CCR Score Estimates Metastasis Risk for Prostate Cancer Treated With ADT, RT

Guidelines for the treatment of localized prostate cancer typically recommend the addition of androgen-deprivation therapy (ADT) to radiation therapy (RT) in certain patients, as it has been shown to improve metastasis-free survival at the population level.

Jonathan D. Tward, MD, PhD, and colleagues developed a new mathematical model to determine the benefit of adding ADT to RT as a function of the personalized clinical cell-cycle risk (CCR) score to ascertain 10-year metastasis risk.

An absolute risk reduction (ARR) model was developed using data from a retrospective cohort of 467 patients tested with the prostate cancer prognostic test Prolaris who received RT alone. The relative benefit of ADT added to RT to reduce distant metastasis was estimated at 41% on the basis of a meta-analysis of randomized trials.

The ARR and number needed to treat (NNT) were derived in 56,485 patients clinically tested with Prolaris between January 2020 and October 2022. Researchers predicted risk using a cause-specific Cox proportional hazards model. The CCR score was used to predict time to metastasis, and a CCR score of 2.112 represented the validated multimodal treatment (MMT) threshold.
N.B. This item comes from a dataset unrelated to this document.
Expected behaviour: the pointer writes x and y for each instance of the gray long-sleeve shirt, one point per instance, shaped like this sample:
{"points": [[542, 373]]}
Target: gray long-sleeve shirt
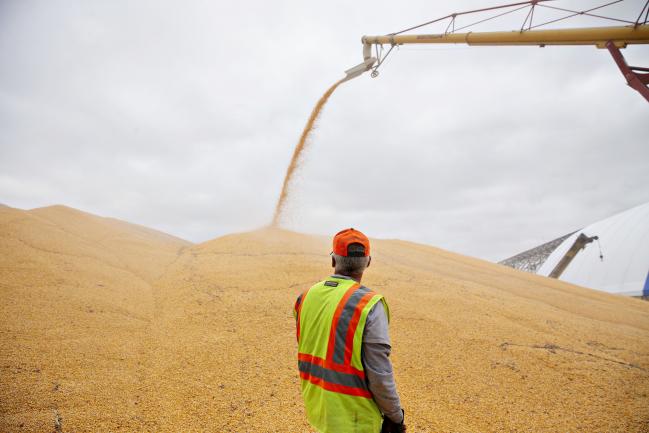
{"points": [[375, 355]]}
Starting at almost 0 at low CCR scores, the ARR from ADT increased to 17.1% with the CCR at 3.690. The corresponding NNT was 6, showing that the addition of ADT to RT could prevent metastasis within 10 years for 1 of every 6 treated patients.

In the clinical cohort, the average ARR was 0.86% in patients under the MMT threshold (NNT=116) and 8.19% in patients above the MMT threshold (NNT=12). Ranges of ADT benefit were observed within the National Comprehensive Cancer Network risk categories.

This CCR score can provide a precise and personalized risk estimate of metastasis in patients with localized prostate cancer when considering treatment intensification.